La fonction de Référent accessibilité numérique est réalisable à temps partiel ou complet, selon l’ampleur de l’employeur et les tâches à superviser. « La totalité des démarches est dématérialisée, de nombreux services numériques sont créés chaque année, la fonction est nécessaire », ajoute Endjy Guerchet qui l’exerce à temps plein.
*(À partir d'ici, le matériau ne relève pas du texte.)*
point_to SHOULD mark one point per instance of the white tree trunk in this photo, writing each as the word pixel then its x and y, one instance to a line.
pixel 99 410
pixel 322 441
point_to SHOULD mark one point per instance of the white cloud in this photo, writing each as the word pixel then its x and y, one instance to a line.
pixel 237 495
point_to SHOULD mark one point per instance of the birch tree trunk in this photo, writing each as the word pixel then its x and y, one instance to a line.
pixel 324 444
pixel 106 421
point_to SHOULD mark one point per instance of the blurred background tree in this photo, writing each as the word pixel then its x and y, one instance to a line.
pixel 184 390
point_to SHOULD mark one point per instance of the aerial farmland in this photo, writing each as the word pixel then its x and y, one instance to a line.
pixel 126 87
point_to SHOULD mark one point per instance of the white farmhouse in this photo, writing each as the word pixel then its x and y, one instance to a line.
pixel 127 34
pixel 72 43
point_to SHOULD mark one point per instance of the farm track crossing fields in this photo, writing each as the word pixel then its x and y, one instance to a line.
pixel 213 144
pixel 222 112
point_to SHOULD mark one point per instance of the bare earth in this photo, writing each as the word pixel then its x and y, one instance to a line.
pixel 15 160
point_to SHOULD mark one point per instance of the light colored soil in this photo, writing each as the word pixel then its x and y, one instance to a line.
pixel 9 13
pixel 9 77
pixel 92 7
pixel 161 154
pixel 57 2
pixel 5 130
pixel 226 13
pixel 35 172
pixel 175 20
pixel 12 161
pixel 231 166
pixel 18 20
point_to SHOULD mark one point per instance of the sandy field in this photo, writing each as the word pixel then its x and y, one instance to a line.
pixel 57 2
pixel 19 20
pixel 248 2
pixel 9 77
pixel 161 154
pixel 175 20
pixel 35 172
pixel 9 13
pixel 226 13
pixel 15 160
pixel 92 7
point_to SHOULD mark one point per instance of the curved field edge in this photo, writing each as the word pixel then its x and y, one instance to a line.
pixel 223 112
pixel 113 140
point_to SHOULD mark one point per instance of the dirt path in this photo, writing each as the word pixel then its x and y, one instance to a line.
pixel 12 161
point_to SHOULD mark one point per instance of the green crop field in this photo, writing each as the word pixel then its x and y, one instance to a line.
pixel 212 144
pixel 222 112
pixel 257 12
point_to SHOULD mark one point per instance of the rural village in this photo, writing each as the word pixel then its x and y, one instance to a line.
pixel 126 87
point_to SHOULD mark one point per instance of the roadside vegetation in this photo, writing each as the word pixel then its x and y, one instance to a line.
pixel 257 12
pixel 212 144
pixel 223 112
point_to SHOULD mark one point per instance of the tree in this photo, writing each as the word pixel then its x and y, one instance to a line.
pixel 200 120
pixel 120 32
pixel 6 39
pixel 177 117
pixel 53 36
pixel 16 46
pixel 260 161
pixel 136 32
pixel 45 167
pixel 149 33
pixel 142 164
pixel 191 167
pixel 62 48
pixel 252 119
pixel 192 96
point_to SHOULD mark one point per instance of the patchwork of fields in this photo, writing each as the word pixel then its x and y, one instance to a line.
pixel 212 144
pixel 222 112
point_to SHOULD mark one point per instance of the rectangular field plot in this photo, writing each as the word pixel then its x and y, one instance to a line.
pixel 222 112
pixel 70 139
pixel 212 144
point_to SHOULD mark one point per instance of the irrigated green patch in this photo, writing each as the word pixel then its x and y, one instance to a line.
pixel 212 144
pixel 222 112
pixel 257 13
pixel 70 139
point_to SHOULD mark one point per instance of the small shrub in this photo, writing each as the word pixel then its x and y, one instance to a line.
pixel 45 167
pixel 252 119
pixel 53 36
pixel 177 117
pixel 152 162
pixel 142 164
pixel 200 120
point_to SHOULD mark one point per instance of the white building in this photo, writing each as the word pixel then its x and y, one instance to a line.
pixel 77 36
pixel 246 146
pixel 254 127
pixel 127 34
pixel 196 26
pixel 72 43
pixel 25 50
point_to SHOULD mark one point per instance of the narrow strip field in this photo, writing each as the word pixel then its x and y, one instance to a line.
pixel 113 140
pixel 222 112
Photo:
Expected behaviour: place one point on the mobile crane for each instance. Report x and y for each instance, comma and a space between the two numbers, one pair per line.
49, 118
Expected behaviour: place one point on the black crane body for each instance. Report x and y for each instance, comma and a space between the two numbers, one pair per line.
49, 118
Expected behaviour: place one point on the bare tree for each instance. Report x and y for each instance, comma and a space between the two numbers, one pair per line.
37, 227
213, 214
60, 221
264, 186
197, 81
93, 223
Il a constaté que des référents accessibilité ne sont pas formés, sur la quinzaine qu’il a identifiés en France, et avec des différences dans le positionnement et les missions : « On voit bien le besoin d’une structuration et la volonté de cadrer le métier pour éviter les disparités entre organismes publics, et pour que les informations publiées sur l’accessibilité soient fiables. »

Élaboré dans le cadre universitaire, le futur diplôme vise également à impliquer les institutionnels. « Nous avons échangé avec les acteurs du handicap, et on sollicite la Région et le Département, précise Olivier Sébastien. On travaille également avec le FIPHFP, qui soutient l’élaboration du diplôme. On l’élabore à deux universités, et on l’espère fédératif. On va associer des disciplines connexes, parce que l’on forme des informaticiens à l’université, donc on veut essaimer vers le codage accessible. » L’université semble donc bien partie pour conduire vers l’accessibilité l’ensemble des acteurs du numérique.